Title waves: Rudraneil Sengupta looks back on a dramatic football season
It’s getting crowded at the top. Leverkusen have had a historic season, Arsenal are giving fans hope, and already-exceptional teams are showcasing new talent.
The English Premier League’s Super Sunday is here, a day both terrifying and breathless for Arsenal fans, who have been waiting since the 2004 Invincibles season to see this club claim the title again.
But it’s not really in Arsenal’s hands any more. Manchester City and Arsenal both play the final games of the season this Sunday. If both win (most likely), then City take the title yet again.
The English League is the only one of the major European leagues to go down to the wire. All the others have seen a single team steamroll their way to the title. Real Madrid took La Liga with nearly 15 points to spare. Inter won Serie A against AC Milan with a gap of nearly 20 points. PSG winning Ligue 1 was a foregone conclusion, and Leverkusen secured the Bundesliga with one of the greatest seasons in the history of the game in Europe.

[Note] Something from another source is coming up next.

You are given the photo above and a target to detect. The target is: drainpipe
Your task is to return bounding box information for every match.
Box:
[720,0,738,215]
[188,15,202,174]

Along with the English title, two other major European titles remain on the line, the Champions League and the Europa League. A perfect time then to take stock of how the season unfolded across Europe.
The Real Madrid juggernaut
The 14-time European champions are well on their way to a record-extending 15th title. Only Germany’s Borussia Dortmund stand in their way.
Real Madrid have had an exceptional season, and are packed with players at the absolute peak of their game: Vinicius Jr, Rodrygo and Jude Bellingham’s fierce attacking front, a resurrected Toni Kroos making visionary passes of aching beauty, and Antonio Rudiger defending like a warrior making his last stand, to name just a few.
Perhaps the most powerful thing about Carlo Ancelotti’s Madrid is their ability to keep churning out great teams, generation after generation. Vinicius and Rodrygo, along with Brahim Diaz, Eder Militao and Eduardo Camavinga were all signed as Under 21 players between 2017 and 2018. We have already seen glimpses of the next generation in the 17-year-old Brazilian phenom Endrick, and the 19-year-old Turkish forward Arda Guler. Add to the youth programme some brilliant signings such as Bellingham, and perhaps Kylian Mbappe, and you have the Madrid juggernaut rolling on.
The end of Mbappe’s wasted years
He may be the finest player of his generation. He has shown it most recently at the 2022 FIFA World Cup, in which France lost the final to Argentina despite Mbappe’s hat-trick in the final (the only hat-trick ever in a World Cup final) and his Golden Boot-winning performance.
But his career has been somewhat marred by the club he has chosen to play with for so long.
Mbappe, 25, has wasted seven years at PSG, a team with a narrow-minded vision that hinges on winning the Champions League by spending unprecedented sums of money buying players. The plan has not worked out, despite the French prodigy’s presence.
It seems all but certain that Mbappe will now move to Real Madrid (he has already announced that he will leave PSG at the end of the season). That would finally be a club fit for a player of his calibre.
The Leverkusen fairy tale
They have won a league title (the Bundesliga) for the first time since their inception in 1904. They have gone 50 games without a loss this season, and are well on course to finish as treble winners — they are in the final of the Europa League and the German Cup.
Coach Xabi Alonso and his batch of 2023-24 have assured football immortality for themselves.
The young magicians
This European season has been a spectacular one when it comes to young talent making it to the big stage. Florian Wirtz, 21, has been devastating on behalf of Leverkusen, whether with his superb dribbling skills, acute sense of space, lightning pace, brilliant finishing or defence-splitting passes.
Camavinga, the dreadlocked Frenchman, also 21, has been a revelation at Real Madrid, where Ancelotti has put him in a multitude of positions, from fullback all the way up to attacking midfielder. His teammate Bellingham, 21, has had an even bigger impact at Madrid, where he has become the most dangerous player in the world in the space of half a season.
Bayern Munich may have had a disappointing season by their standards, but if they have something to celebrate, it is the rise of 21-year-old Jamal Musiala as an attacking midfielder.
And then there’s 16-year-old Lamine Yamal, who, in a Barcelona team full of great players, has proven himself to be the most dangerous attacking player over and over again this season.